New York Times developer: Word clouds are bad data journalism

Nieman Journalism Lab
New York Times developer Jacob Harris explains why “every time I see a word cloud presented as insight, I die a little inside.” The reason: Word clouds don’t live up to the best practices of data journalism. “At The New York Times, we strongly believe that visualization is reporting, with many of the same elements that would make a traditional story effective: a narrative that pares away extraneous information to find a story in the data; context to help the reader understand the basics of the subject; interviewing the data to find its flaws and be sure of our conclusions.” Simply counting the frequency of words and arranging them artistically doesn’t help the reader understand the information, Harris writes. A word cloud of the Iraq war logs, for instance, merely tells readers that the war involves a lot of of IEDs and explosions, “which is likely news to nobody.” || Related: Responding to Chase Davis and Matt Wynn’s post about treating news apps as products, Reginald Chua notes that one problem inhibiting news apps is that “we haven’t yet developed broadly-accepted conventions of how to explore data – so non-geeks (and even geeks) have to learn how to use each app individually.”

We have made it easy to comment on posts, however we require civility and encourage full names to that end (first initial, last name is OK). Please read our guidelines here before commenting.

  • Anonymous

    Even if they’re not actively used by visitors, word clouds can be useful.  Because they are familiar to readers, automated word clouds can suggestively represent volume of content on a site or idea of its general distribution.

    In other words, a helpful common representation of what’s under the iceberg.

  • Alfred Ingram

    Funny, the word cloud of the Iraq war logs doesn’t seem to have either explosion or IED inthere at all. Just because something is overused doesn’t make it inherently bad.

  • James Felts

    I’m not a fan of tag clouds either. I became annoyed with tag clouds a few years ago after an automated tagging system was implemented. I monitored the traffic on the tag clouds using an overlay tracking tool. Using a popular story as my control I found that nobody was actually clicking on the cloud topics. 

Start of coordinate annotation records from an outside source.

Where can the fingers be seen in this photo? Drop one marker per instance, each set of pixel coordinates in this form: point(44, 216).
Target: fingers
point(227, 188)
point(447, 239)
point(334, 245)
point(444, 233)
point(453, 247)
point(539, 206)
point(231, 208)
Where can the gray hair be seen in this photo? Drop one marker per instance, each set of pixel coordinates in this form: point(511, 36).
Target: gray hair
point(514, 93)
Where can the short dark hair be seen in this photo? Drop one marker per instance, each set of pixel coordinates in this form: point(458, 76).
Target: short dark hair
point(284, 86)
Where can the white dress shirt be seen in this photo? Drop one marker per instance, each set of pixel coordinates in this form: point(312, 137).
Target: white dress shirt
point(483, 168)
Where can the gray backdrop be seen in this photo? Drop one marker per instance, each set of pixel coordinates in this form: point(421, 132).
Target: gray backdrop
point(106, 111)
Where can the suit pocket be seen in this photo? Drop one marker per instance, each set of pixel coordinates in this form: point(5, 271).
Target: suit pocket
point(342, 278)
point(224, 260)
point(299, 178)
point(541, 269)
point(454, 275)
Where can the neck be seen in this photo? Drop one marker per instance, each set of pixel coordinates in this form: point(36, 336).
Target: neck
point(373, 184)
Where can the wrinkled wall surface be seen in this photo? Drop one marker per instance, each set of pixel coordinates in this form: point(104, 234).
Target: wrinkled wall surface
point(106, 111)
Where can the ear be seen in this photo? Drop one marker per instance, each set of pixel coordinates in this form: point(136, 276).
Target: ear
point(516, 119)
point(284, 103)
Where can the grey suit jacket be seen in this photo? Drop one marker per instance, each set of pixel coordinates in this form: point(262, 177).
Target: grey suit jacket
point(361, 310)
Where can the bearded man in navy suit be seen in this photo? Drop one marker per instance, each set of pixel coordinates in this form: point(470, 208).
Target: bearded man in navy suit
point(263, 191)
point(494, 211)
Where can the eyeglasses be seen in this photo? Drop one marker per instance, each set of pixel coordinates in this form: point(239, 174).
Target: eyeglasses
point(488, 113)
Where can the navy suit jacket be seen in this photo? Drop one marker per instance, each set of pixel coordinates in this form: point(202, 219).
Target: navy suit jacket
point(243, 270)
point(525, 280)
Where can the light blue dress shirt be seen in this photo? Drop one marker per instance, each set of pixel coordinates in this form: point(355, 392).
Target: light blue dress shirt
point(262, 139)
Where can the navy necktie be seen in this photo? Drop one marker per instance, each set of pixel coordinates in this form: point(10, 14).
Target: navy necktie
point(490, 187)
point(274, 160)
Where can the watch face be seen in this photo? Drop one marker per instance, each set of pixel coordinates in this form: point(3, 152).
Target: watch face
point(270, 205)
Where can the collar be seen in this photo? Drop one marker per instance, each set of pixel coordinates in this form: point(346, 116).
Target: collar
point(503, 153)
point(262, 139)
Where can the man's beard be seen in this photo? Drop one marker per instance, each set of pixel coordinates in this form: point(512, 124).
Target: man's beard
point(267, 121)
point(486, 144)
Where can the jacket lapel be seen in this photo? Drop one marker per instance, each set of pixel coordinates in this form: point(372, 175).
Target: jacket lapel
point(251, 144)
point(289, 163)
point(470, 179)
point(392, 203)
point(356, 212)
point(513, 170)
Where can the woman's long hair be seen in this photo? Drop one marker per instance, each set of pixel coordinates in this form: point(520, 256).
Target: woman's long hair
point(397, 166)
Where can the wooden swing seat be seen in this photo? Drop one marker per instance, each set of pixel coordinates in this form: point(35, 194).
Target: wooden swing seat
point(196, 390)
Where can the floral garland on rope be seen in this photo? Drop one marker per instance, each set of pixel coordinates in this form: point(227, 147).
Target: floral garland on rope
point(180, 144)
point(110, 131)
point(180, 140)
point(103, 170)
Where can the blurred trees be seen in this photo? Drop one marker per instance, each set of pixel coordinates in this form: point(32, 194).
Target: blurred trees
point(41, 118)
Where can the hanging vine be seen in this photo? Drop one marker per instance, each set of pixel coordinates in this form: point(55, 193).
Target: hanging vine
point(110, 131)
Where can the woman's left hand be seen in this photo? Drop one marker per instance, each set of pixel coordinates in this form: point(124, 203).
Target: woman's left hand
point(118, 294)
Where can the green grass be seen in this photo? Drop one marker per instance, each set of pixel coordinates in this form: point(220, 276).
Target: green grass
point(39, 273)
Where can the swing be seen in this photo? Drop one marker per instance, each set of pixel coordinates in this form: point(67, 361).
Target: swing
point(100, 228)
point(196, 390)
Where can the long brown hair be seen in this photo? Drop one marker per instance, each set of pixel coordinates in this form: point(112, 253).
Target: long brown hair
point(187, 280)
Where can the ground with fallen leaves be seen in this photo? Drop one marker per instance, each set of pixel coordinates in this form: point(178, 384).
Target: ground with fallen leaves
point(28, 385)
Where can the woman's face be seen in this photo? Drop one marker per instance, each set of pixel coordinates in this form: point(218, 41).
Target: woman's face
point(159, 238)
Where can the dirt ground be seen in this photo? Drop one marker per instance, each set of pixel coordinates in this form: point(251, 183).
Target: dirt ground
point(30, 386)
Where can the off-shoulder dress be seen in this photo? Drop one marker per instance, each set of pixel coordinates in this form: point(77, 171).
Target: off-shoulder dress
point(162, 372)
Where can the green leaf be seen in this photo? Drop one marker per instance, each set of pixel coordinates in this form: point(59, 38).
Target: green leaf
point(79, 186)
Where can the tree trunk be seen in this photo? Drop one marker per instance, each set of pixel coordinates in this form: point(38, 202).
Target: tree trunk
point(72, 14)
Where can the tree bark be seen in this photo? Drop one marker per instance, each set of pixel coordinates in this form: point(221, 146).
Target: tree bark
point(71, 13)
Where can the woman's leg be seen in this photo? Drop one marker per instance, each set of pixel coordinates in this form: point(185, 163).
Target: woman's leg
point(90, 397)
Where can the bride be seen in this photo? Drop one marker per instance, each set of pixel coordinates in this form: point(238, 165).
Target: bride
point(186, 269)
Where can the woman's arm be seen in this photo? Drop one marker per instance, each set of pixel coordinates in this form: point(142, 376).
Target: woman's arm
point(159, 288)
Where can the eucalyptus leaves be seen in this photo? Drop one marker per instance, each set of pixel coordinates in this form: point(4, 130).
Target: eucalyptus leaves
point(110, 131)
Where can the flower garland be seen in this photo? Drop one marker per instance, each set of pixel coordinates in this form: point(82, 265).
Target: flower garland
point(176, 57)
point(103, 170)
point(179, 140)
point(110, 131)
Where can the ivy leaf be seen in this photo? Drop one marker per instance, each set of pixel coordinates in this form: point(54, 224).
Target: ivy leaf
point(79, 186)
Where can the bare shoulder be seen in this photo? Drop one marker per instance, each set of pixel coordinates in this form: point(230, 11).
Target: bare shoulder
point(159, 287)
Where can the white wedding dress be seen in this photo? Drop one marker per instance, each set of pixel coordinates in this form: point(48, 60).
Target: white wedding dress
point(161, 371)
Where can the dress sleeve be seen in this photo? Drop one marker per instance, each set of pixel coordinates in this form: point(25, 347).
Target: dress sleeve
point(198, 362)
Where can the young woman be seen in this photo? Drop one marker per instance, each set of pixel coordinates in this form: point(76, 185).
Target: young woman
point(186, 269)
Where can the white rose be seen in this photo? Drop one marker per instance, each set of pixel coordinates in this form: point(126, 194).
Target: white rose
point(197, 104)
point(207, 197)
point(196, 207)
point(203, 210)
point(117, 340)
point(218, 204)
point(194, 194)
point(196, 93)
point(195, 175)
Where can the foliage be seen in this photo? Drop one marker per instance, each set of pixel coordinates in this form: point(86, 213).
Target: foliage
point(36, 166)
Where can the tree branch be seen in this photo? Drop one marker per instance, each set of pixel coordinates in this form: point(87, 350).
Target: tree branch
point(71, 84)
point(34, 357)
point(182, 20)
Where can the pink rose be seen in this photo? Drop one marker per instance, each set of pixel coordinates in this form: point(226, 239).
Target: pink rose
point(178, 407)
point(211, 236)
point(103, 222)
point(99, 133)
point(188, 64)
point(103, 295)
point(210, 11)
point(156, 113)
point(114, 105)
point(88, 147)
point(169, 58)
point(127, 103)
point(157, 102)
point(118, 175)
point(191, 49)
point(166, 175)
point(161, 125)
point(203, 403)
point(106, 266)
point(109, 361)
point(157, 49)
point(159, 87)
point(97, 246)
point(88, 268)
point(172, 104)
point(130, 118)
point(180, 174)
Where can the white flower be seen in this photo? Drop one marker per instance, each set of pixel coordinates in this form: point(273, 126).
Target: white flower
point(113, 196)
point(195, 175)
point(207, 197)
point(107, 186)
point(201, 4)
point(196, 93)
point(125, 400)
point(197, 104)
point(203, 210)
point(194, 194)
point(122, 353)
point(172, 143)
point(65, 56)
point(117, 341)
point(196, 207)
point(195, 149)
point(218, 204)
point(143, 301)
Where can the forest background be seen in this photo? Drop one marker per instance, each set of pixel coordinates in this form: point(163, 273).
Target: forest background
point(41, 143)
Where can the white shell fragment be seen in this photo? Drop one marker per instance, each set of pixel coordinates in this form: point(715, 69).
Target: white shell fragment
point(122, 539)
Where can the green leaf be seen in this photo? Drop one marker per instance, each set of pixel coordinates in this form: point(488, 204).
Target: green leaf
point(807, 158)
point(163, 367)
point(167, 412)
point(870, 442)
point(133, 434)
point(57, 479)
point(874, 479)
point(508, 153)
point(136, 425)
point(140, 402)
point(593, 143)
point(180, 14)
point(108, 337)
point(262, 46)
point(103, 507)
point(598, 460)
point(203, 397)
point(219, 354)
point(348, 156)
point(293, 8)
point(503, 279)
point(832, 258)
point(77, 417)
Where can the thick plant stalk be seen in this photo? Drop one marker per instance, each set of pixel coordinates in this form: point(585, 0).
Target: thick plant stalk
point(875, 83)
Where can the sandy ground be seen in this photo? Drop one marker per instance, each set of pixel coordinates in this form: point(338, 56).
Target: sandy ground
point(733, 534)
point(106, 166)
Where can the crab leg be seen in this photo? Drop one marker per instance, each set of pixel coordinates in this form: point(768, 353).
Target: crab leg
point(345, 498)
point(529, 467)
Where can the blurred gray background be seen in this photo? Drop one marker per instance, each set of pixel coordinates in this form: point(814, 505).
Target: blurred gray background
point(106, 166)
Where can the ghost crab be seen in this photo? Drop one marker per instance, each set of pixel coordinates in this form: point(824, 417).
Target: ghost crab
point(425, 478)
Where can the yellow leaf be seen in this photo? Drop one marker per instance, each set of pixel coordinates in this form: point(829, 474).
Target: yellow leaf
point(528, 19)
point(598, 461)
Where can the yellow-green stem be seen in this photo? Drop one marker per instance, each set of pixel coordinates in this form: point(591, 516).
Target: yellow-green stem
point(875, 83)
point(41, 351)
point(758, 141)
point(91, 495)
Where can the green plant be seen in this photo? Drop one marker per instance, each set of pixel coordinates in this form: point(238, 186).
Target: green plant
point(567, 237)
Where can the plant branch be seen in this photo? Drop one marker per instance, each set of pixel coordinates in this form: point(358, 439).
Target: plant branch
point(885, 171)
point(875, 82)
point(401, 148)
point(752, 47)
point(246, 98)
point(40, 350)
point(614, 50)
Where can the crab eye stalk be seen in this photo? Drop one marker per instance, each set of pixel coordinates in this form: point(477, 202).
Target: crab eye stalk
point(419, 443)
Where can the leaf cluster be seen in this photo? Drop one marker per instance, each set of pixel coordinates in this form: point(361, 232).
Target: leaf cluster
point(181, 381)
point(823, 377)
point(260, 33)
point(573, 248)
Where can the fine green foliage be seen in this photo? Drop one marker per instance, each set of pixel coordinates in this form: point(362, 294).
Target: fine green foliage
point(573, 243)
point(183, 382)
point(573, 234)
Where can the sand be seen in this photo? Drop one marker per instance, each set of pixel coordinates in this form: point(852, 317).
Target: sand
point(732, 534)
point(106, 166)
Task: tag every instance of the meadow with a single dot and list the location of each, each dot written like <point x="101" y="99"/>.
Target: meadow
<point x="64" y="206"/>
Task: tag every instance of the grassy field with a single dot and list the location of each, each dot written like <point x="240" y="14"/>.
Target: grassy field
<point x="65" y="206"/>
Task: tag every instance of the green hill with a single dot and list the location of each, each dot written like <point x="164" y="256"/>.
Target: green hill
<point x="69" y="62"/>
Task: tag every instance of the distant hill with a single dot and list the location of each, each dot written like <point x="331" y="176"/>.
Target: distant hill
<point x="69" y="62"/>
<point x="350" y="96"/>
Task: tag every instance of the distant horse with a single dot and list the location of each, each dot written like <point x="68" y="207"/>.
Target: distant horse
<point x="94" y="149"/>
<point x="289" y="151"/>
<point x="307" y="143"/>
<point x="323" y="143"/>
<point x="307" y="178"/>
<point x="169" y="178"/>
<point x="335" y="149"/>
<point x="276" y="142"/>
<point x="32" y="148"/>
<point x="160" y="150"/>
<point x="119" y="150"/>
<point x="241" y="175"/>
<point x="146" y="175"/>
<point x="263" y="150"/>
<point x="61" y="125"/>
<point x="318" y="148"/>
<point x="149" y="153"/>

    I did not want to lose the functionality of tagging so I hid the tag cloud and turned this list into a general tagging list. I then used the tagged items as keywords for popular content (on other areas of the site). The new strategy has worked brilliantly.

    There is something to be said about over tagging content too. I’ve found in our automated efforts we have diluted our tags with meaningless content as well. 

    Good call on the tag clouds… I’m pleased that someone has addressed this topic.